The last implication I have the space to discuss here relates to uniqueness. Many people believe that in order to be meaningful, their life has to be unique. However, in most spheres of value, uniqueness is not important. Admittedly, it is important in a few spheres: for example, in creative art, value depends (among other things) on originality; just repeating what other artists have already created is not considered to be of value. Originality, in turn, presupposes uniqueness, at least at the time the artwork is presented. Similarly, scientific and scholarly achievement is valued (among other things) for its originality and innovation. Just repeating someone else’s findings does not carry much worth. And that too means, of course, that at the time the scientific findings are first presented, they have to be unique.

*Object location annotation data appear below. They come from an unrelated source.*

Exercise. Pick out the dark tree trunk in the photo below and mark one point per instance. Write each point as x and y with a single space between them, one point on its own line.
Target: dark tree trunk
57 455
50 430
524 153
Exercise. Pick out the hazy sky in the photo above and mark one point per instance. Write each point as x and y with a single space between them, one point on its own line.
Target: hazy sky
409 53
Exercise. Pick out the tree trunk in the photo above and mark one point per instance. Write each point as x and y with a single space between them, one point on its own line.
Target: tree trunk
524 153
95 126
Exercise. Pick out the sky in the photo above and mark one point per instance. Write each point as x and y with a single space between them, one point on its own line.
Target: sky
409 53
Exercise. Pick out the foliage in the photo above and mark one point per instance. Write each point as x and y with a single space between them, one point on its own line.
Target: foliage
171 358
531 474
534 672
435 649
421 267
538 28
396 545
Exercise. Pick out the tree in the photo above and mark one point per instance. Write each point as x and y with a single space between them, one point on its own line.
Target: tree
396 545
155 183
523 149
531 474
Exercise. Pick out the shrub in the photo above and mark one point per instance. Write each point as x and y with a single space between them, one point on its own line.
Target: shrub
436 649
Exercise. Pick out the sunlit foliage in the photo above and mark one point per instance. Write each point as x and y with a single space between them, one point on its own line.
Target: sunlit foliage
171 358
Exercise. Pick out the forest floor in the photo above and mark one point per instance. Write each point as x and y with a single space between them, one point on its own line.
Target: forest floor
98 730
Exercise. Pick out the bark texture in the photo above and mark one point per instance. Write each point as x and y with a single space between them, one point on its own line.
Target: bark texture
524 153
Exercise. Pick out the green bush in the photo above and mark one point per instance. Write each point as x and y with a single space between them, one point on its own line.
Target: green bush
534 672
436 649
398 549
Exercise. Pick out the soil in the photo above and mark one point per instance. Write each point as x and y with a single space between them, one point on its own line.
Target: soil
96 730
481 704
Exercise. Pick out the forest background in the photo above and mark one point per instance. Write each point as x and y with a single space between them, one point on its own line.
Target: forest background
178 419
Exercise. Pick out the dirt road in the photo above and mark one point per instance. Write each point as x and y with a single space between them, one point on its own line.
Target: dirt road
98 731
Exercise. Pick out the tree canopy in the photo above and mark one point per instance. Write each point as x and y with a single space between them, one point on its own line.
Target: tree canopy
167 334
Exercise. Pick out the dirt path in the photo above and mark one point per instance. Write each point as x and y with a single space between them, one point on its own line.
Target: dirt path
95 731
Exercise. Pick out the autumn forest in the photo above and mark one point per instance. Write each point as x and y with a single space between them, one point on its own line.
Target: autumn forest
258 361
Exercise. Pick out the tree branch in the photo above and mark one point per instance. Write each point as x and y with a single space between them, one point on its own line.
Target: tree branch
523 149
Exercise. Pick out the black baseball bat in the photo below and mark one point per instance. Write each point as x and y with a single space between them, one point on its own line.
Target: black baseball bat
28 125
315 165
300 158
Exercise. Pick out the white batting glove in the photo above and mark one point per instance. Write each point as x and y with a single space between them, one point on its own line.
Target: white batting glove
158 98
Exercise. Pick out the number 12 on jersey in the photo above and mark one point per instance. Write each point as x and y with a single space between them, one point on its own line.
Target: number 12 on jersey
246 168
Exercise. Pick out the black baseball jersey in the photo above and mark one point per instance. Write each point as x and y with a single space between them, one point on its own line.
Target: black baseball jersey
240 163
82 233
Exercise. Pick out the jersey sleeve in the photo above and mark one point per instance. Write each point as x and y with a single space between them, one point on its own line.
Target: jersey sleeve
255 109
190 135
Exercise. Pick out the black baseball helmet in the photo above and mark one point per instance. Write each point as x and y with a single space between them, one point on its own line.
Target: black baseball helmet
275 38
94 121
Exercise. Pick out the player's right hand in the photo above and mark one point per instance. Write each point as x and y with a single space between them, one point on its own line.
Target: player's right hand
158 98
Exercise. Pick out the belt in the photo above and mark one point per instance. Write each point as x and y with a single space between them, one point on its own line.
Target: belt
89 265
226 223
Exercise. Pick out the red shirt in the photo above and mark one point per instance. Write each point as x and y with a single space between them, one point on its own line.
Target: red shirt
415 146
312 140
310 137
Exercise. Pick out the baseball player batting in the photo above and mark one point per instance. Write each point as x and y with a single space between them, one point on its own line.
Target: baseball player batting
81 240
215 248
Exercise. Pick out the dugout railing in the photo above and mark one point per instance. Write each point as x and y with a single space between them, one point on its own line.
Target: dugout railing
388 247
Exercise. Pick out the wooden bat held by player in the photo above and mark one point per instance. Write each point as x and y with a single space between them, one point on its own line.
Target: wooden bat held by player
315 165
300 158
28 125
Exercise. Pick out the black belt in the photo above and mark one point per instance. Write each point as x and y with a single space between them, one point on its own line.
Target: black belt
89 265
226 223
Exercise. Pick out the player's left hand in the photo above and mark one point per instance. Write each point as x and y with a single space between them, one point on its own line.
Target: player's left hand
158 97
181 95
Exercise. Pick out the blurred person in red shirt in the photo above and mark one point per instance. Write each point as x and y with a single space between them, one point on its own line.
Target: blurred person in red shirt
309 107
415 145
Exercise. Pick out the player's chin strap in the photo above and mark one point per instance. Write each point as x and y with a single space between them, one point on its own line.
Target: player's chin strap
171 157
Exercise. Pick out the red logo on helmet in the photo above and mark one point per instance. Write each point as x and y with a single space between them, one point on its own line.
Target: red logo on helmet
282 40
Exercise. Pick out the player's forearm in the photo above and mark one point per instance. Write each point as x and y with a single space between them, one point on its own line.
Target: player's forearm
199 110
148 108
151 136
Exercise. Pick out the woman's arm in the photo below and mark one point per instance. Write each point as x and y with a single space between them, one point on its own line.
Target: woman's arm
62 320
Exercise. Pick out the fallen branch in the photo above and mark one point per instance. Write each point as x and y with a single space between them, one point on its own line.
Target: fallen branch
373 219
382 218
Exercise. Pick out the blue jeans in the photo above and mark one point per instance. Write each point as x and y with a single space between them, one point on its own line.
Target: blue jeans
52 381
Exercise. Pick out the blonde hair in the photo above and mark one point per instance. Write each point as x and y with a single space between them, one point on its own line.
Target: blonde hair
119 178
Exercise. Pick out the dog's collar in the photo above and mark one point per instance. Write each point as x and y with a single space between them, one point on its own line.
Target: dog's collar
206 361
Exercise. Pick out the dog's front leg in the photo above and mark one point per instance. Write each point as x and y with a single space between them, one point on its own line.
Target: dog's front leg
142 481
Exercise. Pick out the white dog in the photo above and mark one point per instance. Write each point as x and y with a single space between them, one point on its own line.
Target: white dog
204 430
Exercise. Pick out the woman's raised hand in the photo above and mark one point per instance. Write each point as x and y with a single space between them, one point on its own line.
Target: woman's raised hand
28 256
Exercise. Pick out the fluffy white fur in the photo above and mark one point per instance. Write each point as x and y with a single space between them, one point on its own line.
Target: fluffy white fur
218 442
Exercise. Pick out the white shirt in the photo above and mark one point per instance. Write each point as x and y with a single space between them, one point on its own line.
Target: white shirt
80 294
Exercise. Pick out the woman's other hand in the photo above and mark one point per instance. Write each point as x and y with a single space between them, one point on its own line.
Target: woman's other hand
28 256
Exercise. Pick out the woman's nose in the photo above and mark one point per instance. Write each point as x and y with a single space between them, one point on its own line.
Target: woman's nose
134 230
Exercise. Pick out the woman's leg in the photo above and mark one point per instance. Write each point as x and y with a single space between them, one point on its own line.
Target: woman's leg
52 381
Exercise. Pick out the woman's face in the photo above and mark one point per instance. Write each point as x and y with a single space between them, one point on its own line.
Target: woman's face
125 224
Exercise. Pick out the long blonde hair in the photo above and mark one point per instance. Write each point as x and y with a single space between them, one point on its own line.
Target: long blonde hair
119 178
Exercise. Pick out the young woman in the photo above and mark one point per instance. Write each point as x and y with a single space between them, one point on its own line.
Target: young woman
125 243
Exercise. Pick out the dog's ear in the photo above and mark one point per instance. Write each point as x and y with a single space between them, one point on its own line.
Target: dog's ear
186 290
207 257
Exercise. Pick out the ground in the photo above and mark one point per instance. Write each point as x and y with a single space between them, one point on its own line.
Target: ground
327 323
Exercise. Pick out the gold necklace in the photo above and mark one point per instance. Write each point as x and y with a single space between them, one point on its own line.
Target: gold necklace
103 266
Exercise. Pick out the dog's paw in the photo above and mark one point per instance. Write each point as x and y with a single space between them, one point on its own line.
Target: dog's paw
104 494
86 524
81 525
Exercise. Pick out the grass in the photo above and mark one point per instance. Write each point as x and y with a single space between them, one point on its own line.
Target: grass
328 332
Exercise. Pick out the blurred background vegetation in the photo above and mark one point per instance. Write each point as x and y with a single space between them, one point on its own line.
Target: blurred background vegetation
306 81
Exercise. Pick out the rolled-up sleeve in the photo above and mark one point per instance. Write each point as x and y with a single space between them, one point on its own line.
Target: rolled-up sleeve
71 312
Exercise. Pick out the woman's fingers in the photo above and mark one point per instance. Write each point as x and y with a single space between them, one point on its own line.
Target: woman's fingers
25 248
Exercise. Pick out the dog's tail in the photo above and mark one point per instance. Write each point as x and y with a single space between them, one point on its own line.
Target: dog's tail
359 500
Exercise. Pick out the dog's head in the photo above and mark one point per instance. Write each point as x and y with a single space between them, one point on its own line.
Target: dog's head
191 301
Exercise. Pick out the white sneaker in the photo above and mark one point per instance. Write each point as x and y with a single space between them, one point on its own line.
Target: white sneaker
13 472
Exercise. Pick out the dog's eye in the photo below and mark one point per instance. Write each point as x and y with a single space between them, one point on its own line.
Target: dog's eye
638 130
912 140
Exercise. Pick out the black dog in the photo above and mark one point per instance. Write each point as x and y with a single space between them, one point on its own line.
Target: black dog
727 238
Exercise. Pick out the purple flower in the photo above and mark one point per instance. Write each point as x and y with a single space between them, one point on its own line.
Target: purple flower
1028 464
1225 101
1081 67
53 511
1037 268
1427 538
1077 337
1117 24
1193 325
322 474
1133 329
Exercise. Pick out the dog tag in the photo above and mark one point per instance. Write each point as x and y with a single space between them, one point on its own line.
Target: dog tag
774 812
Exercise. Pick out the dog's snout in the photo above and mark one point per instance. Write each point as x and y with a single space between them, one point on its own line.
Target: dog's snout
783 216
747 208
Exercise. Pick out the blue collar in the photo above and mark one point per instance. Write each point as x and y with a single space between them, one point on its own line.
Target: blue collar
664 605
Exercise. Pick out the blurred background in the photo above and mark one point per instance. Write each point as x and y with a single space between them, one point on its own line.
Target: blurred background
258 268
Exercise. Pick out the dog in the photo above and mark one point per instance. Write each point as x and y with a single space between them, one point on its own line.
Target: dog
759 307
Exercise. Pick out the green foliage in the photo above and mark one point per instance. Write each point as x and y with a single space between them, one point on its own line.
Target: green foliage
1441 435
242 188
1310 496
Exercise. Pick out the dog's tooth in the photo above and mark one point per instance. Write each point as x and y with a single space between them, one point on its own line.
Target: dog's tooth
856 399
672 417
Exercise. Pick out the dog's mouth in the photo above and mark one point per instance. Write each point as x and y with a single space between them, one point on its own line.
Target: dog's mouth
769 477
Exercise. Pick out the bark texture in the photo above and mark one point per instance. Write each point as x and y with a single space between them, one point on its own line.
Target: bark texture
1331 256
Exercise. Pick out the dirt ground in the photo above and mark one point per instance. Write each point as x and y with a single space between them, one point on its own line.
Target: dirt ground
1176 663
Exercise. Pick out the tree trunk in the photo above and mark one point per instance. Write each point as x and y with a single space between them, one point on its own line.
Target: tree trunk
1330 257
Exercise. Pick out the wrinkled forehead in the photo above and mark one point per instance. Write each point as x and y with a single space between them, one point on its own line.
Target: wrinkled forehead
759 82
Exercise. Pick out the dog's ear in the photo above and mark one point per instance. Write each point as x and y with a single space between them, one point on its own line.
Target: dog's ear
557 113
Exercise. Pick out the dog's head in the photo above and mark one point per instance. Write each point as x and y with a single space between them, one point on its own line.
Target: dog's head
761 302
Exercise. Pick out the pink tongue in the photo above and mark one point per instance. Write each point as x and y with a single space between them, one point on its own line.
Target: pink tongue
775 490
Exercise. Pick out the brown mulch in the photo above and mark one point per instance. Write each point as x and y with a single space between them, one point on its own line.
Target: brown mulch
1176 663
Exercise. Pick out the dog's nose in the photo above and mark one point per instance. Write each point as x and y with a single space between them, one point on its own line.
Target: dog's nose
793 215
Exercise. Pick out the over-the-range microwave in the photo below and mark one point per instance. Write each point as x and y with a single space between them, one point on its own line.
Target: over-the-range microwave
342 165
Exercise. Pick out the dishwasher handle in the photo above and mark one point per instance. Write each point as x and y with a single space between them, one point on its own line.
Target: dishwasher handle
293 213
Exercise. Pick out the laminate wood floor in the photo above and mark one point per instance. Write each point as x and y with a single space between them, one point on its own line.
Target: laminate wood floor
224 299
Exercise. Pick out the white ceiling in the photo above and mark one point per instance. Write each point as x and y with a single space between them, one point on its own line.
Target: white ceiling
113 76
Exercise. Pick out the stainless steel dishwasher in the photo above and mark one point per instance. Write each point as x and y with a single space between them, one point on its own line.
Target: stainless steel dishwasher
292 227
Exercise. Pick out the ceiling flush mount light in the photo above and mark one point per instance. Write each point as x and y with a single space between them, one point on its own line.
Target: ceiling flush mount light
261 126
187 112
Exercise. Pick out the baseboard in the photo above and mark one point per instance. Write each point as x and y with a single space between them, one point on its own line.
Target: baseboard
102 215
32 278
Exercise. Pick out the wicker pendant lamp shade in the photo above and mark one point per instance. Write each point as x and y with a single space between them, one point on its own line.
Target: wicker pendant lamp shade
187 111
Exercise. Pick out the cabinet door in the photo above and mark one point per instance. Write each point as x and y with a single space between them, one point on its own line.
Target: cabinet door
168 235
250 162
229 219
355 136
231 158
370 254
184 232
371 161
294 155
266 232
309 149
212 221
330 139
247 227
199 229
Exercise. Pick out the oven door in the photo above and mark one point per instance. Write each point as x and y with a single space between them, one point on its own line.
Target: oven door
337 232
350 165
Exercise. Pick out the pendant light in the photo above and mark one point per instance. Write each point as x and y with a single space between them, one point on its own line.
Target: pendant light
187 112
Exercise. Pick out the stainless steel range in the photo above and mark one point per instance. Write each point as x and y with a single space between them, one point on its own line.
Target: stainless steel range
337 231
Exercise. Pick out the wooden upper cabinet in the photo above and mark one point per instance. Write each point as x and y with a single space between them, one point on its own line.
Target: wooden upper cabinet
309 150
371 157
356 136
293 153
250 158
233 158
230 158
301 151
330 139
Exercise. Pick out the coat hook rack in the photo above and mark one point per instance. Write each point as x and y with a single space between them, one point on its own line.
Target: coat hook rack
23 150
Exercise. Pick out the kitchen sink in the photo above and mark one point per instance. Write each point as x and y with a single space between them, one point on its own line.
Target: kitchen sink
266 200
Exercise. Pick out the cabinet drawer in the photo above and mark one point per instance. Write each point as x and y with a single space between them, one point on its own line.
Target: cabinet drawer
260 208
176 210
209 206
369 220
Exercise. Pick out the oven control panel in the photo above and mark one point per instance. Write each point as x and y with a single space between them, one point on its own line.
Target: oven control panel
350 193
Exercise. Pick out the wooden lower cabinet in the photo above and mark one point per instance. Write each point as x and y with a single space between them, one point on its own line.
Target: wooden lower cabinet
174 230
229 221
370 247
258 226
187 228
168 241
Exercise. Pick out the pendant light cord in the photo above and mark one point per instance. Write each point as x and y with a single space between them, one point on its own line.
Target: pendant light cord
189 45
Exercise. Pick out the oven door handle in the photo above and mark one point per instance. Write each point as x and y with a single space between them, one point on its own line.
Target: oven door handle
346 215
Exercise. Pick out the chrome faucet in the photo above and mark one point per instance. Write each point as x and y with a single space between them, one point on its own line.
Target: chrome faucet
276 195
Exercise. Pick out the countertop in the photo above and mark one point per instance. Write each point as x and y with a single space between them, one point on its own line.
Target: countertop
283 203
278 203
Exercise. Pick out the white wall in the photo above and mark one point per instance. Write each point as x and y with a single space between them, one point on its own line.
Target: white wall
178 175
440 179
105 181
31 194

However, in many other spheres of value – indeed, in most of them – uniqueness is not important. A person I know volunteered for several months in an immunisation project in Africa. What he did was not unique; it was quite similar to what other volunteers did. The value in his activity did not have to do with its uniqueness but, rather, with his help in preventing disability and death and alleviating suffering. Likewise, what makes the love between a parent and a baby valuable is not its difference from all other love between other parents and babies; the value is in the warmth and emotional closeness. This value is not decreased if other people, too, enjoy a very similar connection. This holds true also of aesthetic or mystical experiences. What one goes through in such experiences may well be quite similar to what others go through when they have their own such experiences. It is not the specific differences between one’s own and others’ aesthetic or mystical experiences that make these experiences valuable. Uniqueness is not important here. This is also true of the worth of honesty, joy, responsibility, health, curiosity, and most other spheres of value. The insistence on uniqueness, then, is yet another mistake about the meaning of life. This mistake, like the earlier ones mentioned above and many others which I do not have here the space to discuss, leads some people to unnecessarily see their lives as insufficiently meaningful and to miss ways of enhancing meaning in life.